Contrasts for interactions in repeated measures ANOVA
I'm planning to run a 2-factorial study with a sequential design and I want to analyse it using a Bayesian repeated measures ANOVA in R (the BayesFactor-package). The design is a 3 (A vs. B. vs. C) x 5 (Materials) full crossed design. I have a strong reasons to believe that the outcome for each material will be either A > B > C (if the one hypothesis 1 holds) or A > B = C (if the other hypothesis 2 holds) and I want my test to be as informative as possible to save lab resources. I'm not so much interested in possible variations of the differences (A vs. B or B vs. C) across the 5 materials; I want to know for each of the materials which of the two hypothesis is more likely. My question now is, what is the right way to run this test.
Thanks to Richard Morey's instructive blog posts I know how to specify the equality constraint and I also know how to impose order constraints. Following the example in the blog posts I can easily specify both of my hypotheses for the main effect of my first factor.
My first idea then was to run individual ANOVA for each material, but my intuition is that this might disregard dependencies between the tests and render the Bayes Factors uninterpretable. Is this correct?
My second idea was to fit a model according to hypothesis 2 (A > B = C) including an interaction with the material factor and compare it to 5 more flexible models in which I allow B > C for one of the 5 materials each. Something like this (disregarding the order constraints):
# Define equality constraint data$equality <- as.character(data$condition) data$equality[data$equality == "C"] <- "B" data$equality <- factor(data$equality) equality_model <- anovaBF( old ~ equality * material + id , data = data , whichRandom = "id" ) # Relax equality constraint for first material data$order_1 <- as.character(data$condition) data$order_1[data$order_1 == "C" & data$material != "1"] <- "B" data$order_1 <- factor(data$order_1) order_1_model <- anovaBF( old ~ order_1 * material + id , data = data , whichRandom = "id" ) c(equality_model, order_1_model)
While this works, I'm uncertain whether this model really does (or even could do) what I hope.
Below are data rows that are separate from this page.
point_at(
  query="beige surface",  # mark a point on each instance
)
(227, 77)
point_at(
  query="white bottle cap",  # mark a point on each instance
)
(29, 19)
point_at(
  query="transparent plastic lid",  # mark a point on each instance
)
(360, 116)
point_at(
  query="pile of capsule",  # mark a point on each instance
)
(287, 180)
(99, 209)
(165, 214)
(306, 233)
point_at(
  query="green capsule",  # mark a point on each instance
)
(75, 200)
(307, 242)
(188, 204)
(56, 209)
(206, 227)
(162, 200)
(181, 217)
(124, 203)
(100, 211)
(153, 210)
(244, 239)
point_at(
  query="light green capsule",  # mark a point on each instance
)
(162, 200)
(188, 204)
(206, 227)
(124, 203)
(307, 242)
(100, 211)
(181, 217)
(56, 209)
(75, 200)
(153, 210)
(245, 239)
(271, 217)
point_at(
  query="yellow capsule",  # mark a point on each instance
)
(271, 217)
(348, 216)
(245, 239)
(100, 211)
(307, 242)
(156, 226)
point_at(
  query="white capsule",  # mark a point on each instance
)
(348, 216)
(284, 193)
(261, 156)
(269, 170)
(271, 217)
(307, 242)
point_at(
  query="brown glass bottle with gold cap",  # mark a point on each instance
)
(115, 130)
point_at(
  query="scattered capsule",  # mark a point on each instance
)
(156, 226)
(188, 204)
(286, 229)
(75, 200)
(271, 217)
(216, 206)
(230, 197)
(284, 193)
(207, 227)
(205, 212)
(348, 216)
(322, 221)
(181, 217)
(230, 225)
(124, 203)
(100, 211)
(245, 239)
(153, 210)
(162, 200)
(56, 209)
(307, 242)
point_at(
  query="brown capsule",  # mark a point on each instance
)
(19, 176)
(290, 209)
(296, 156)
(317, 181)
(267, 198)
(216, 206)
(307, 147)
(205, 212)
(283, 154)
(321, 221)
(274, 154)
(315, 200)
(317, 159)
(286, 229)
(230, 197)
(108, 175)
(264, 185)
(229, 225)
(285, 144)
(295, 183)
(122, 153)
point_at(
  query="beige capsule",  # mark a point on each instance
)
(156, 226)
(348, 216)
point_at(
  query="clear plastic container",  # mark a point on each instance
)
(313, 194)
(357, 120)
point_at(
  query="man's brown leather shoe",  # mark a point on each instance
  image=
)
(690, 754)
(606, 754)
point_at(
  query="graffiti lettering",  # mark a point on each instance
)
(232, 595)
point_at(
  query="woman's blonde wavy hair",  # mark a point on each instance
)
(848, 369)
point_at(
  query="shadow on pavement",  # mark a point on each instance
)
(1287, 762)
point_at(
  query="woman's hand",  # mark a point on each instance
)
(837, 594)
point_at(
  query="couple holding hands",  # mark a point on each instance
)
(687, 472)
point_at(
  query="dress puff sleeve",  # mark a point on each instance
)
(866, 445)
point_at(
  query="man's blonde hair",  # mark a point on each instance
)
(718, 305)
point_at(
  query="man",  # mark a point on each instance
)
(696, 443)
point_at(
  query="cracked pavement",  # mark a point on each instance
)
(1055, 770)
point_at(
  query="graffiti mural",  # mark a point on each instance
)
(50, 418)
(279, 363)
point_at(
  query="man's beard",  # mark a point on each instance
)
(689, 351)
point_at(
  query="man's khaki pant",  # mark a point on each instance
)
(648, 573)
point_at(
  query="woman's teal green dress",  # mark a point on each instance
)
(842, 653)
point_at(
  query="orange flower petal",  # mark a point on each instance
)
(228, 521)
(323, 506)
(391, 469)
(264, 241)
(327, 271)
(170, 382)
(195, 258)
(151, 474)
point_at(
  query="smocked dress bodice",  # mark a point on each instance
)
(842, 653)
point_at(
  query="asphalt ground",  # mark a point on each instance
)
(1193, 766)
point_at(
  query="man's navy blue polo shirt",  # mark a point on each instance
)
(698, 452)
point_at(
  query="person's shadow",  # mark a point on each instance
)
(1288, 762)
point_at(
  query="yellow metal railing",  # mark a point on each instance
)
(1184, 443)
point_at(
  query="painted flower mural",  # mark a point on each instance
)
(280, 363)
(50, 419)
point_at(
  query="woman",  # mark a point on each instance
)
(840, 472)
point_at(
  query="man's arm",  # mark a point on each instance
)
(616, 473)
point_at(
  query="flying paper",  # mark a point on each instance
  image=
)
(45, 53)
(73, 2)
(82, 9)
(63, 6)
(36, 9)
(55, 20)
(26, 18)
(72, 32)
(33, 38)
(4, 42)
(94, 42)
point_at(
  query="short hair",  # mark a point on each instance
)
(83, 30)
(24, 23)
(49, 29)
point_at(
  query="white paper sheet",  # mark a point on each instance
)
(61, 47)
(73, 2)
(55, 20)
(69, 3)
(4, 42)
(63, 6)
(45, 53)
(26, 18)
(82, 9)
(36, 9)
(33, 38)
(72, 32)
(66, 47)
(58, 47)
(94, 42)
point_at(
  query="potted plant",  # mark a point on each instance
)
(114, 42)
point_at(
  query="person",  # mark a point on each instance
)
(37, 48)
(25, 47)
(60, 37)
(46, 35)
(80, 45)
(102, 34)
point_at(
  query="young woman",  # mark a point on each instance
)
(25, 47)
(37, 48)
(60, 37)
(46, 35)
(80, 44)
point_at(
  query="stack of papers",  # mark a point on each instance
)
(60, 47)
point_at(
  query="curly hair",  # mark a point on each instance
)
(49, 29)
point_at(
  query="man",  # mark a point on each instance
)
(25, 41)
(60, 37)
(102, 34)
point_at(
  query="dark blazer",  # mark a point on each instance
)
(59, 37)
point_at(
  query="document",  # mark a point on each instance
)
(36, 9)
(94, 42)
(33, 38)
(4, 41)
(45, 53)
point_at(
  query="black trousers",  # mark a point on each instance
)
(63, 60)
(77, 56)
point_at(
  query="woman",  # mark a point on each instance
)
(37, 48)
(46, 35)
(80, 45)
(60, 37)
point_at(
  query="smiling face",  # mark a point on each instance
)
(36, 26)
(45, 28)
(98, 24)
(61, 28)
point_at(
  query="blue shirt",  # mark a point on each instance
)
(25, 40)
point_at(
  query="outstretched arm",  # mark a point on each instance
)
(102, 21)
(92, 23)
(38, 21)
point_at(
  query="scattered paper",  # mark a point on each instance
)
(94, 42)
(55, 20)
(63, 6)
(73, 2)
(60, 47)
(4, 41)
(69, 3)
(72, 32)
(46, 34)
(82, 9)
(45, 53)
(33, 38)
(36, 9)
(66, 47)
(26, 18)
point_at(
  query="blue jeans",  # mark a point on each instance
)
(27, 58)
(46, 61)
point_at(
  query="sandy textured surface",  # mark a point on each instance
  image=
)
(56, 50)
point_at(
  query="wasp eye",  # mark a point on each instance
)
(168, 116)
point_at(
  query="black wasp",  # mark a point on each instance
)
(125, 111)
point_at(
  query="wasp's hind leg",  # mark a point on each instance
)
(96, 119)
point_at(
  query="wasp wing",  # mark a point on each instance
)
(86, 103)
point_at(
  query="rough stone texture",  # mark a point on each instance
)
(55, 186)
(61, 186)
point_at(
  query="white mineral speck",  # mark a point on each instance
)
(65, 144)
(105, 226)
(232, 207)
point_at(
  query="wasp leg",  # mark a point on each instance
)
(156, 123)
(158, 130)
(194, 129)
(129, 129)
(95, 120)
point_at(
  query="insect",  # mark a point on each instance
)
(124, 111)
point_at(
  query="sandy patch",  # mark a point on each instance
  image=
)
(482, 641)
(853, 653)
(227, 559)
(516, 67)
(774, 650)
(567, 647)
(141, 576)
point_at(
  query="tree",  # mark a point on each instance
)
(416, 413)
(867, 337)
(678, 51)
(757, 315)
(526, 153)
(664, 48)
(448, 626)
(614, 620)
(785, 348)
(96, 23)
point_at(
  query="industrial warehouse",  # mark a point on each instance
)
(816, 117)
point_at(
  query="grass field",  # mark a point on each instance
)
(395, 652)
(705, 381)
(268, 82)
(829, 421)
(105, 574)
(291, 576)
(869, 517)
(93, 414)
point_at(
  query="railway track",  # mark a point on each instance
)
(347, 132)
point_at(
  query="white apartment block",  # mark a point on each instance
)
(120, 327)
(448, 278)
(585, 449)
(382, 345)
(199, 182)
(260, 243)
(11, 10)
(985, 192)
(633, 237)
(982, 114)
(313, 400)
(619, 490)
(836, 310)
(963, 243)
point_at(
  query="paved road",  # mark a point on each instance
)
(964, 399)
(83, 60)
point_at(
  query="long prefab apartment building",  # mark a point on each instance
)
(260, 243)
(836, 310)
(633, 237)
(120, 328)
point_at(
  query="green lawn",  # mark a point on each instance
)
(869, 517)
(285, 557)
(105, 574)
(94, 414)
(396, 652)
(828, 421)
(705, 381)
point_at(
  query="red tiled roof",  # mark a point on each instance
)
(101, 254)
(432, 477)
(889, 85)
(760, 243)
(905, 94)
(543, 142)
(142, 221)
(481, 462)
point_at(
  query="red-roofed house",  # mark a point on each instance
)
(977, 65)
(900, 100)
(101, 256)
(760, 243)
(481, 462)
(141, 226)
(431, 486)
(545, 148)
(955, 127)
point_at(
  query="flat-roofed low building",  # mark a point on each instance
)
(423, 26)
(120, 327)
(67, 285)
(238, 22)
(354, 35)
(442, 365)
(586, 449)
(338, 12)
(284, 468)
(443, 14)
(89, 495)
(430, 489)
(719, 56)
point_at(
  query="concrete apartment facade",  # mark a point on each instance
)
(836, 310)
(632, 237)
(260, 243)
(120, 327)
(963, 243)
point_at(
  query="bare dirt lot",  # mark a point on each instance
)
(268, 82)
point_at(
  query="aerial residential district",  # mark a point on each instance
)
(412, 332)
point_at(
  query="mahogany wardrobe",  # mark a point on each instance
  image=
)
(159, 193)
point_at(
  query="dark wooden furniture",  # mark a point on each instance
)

When I look at the posterior samples, effects for the deviation of condition B and C are given for all materials (e.g. columns by the name of
material:order_1-2.&.C), while these should be the same for all but the first material. So, I assume this way of specifying the contrast introduces a fully crossed factorial model, but because for most materials there is no condition C the model simply recovers the priors. Thus, I suspect that this model specification is consistent with hypothesis 1 (A > B > C) rather than limiting this flexibility to material 1. In consequence, if I understand the statistics correctly this unnecessary flexibility will be punished by the Bayes Factor and will thus bias my analyses against hypothesis 1.
Another option would be to go the other way and compare the most flexible model (A > B > C for all materials) with a slightly more restricted model (A > B = C for one of the materials). This would, however, lead to the same problem except that now I suspect my analyses will favor the more flexible hypothesis 1.
My last idea was to define the constraints for both hypotheses for all materials and compare those models. This way, however, I don't learn anything about individual materials and I suspect this comparison to be less informative (larger expected N in the sequential design) than the more specific comparisons outlined above.
In conclusion, I'm not sure how to test my hypotheses and if this is possible with the BayesFactor package. Any help would be greatly appreciated.